In Leith v Eccles, 2024 ONSC 4769, the applicant, Linda, brought a motion to receive an equalization payment from the estate of her late husband, William (the “Estate”). Linda wanted to apply the equalization payment towards the purchase of the matrimonial home she had lived in with William for many years, but which now belonged to the Estate. While Linda was entitled to receive an equalization payment from the Estate, the Court ultimately found that the matrimonial home had to be sold in order to determine the quantum of Linda’s equalization payment.
William died on December 29, 2021 with a last will and testament (the “Will”). William owned bank accounts, a pension, RRSP accounts, and six properties (including the matrimonial home). Under the Will, Linda was to receive only ½ of the amounts in William’s bank accounts, pension, and RRSP. Meanwhile, the Will bequeathed the properties to William’s children, and distributed the remaining balance of the Estate among the children in equal shares. In short, Linda was to receive only a small fraction of the Estate under the Will. Unsurprisingly, the Court found that William had “not otherwise provided for [Linda] in his estate.”
The Court found that Linda was entitled to make a claim for equalization of net family property in lieu of receiving the gifts specified for her under the Will, pursuant to s. 5(2) of the Family Law Act, RSO 1990, c F.3 (the “FLA”). The Court also noted that Linda’s claim for equalization would take priority over the specific bequests to William’s children under the Will. However, it was unclear exactly how much Linda would be entitled to. While the parties estimated that Linda would be entitled to receive an equalization payment in the range of $2,100,000 to $2,400,000, the exact quantum was ultimately contingent on the actual sale price of the properties.
As discussed, Linda wanted to use her equalization payment to purchase the matrimonial home from the Estate. Linda argued that the quantum of her equalization payment could be determined without selling the matrimonial home. Linda referred to ss. 7 (1) and 9(1) of the FLA, which together provide that a court may, in satisfaction of an equalization payment, order that “property be transferred to or in trust for or vested in a spouse, whether absolutely, for life or for a term of years.” Linda also referred to the court’s broad and general power to grant a vesting order under s. 100 of the Courts of Justice Act, RSO 1990, c C43.

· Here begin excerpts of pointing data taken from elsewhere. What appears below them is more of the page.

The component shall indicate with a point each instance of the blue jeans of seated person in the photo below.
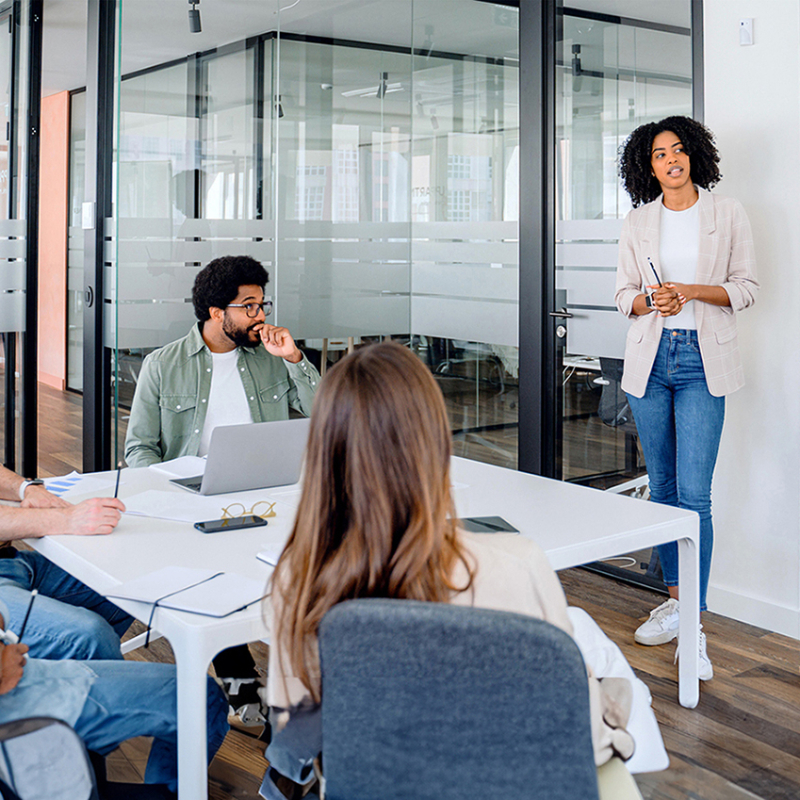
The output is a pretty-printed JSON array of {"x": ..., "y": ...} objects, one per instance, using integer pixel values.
[
  {"x": 68, "y": 619},
  {"x": 131, "y": 699},
  {"x": 680, "y": 424},
  {"x": 140, "y": 699}
]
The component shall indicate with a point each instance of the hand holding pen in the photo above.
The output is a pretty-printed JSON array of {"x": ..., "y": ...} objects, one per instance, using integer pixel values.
[
  {"x": 12, "y": 655},
  {"x": 666, "y": 301}
]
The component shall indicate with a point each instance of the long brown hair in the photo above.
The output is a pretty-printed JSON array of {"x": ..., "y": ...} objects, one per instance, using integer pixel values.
[{"x": 376, "y": 518}]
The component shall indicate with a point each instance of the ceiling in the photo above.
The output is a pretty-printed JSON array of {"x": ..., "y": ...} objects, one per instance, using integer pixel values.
[{"x": 157, "y": 31}]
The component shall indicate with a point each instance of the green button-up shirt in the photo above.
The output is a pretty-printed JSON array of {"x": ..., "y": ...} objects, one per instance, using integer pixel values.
[{"x": 171, "y": 400}]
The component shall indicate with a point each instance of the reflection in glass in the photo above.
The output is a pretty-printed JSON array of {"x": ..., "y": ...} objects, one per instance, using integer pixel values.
[
  {"x": 611, "y": 78},
  {"x": 376, "y": 180}
]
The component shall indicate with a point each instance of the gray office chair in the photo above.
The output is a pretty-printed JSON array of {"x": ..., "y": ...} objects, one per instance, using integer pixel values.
[{"x": 429, "y": 700}]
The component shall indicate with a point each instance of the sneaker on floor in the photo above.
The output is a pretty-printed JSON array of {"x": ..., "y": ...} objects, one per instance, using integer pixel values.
[
  {"x": 662, "y": 627},
  {"x": 245, "y": 704},
  {"x": 705, "y": 670}
]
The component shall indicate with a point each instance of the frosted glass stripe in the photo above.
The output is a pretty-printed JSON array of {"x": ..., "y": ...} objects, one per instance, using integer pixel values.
[
  {"x": 13, "y": 227},
  {"x": 572, "y": 229},
  {"x": 467, "y": 252},
  {"x": 588, "y": 288},
  {"x": 12, "y": 312},
  {"x": 12, "y": 248},
  {"x": 468, "y": 320},
  {"x": 465, "y": 281},
  {"x": 292, "y": 229},
  {"x": 596, "y": 333},
  {"x": 12, "y": 276},
  {"x": 587, "y": 255},
  {"x": 177, "y": 253},
  {"x": 356, "y": 251},
  {"x": 467, "y": 231}
]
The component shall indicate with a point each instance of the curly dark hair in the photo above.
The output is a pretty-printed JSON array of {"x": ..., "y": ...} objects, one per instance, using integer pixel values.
[
  {"x": 217, "y": 284},
  {"x": 634, "y": 157}
]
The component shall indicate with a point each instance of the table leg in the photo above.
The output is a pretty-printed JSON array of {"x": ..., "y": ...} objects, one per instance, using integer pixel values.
[
  {"x": 192, "y": 729},
  {"x": 689, "y": 630}
]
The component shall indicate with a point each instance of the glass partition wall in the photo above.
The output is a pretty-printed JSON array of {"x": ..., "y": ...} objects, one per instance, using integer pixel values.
[
  {"x": 369, "y": 162},
  {"x": 612, "y": 75},
  {"x": 20, "y": 53}
]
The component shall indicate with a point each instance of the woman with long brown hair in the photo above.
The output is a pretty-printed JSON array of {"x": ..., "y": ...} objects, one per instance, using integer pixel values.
[{"x": 376, "y": 519}]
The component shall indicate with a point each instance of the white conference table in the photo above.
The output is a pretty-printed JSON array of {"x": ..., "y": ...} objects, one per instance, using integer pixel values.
[{"x": 574, "y": 525}]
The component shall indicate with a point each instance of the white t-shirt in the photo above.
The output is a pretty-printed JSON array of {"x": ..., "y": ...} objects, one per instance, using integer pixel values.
[
  {"x": 678, "y": 252},
  {"x": 227, "y": 401}
]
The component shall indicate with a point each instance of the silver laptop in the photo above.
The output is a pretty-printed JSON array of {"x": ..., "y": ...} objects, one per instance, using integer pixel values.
[{"x": 255, "y": 456}]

In dismissing Linda’s argument, the Court referred to the general rule for granting a vesting order in the context of equalization under the FLA:
“The onus is on the party seeking such an order, and as a general rule the court’s discretion will only be exercised in favour of a s. 9(1) order where it is established – based on the targeted spouse’s previous actions and reasonably anticipated future behaviour – that the equalization payment order granted will not likely be complied with in the absence of additional, more intrusive provisions.”
In other words, absent any concern that an equalization payment will not be honoured, a court should not grant an order vesting property in (i.e., transferring property to) a surviving spouse. In Leith v Eccles, there was no such concern. Once all the properties (including the matrimonial home) were sold, there would be sufficient funds for the Estate to make good on its obligation to equalize Linda.
In addition, the Court placed significant weight on William’s testamentary intentions. Whatever his reasons (and no matter how harsh they appeared), William specifically chose not to bequeath the matrimonial home (or any other real property) to Linda. William’s testamentary decision in this respect was a “significant factor that [the court] must consider when determining the manner in which [Linda] will receive her equalization payment from the Estate.”
In the end, the Court ordered the sale of the properties, including the matrimonial home. Once the properties were sold, the Estate would have sufficient assets to pay the full equalization amount owed to Linda, without the need to transfer the matrimonial home to her in satisfaction of her equalization payment. While this meant that Linda would not be able to purchase or receive the matrimonial home, it also meant that William’s children would not receive the specific properties that had been bequeathed to them under the Will.
Leith v Eccles serves as a useful reminder of the importance of careful testamentary planning, particularly where the testator has a spouse and children. Poor testamentary planning can lead to unintended and undesirable results for all beneficiaries.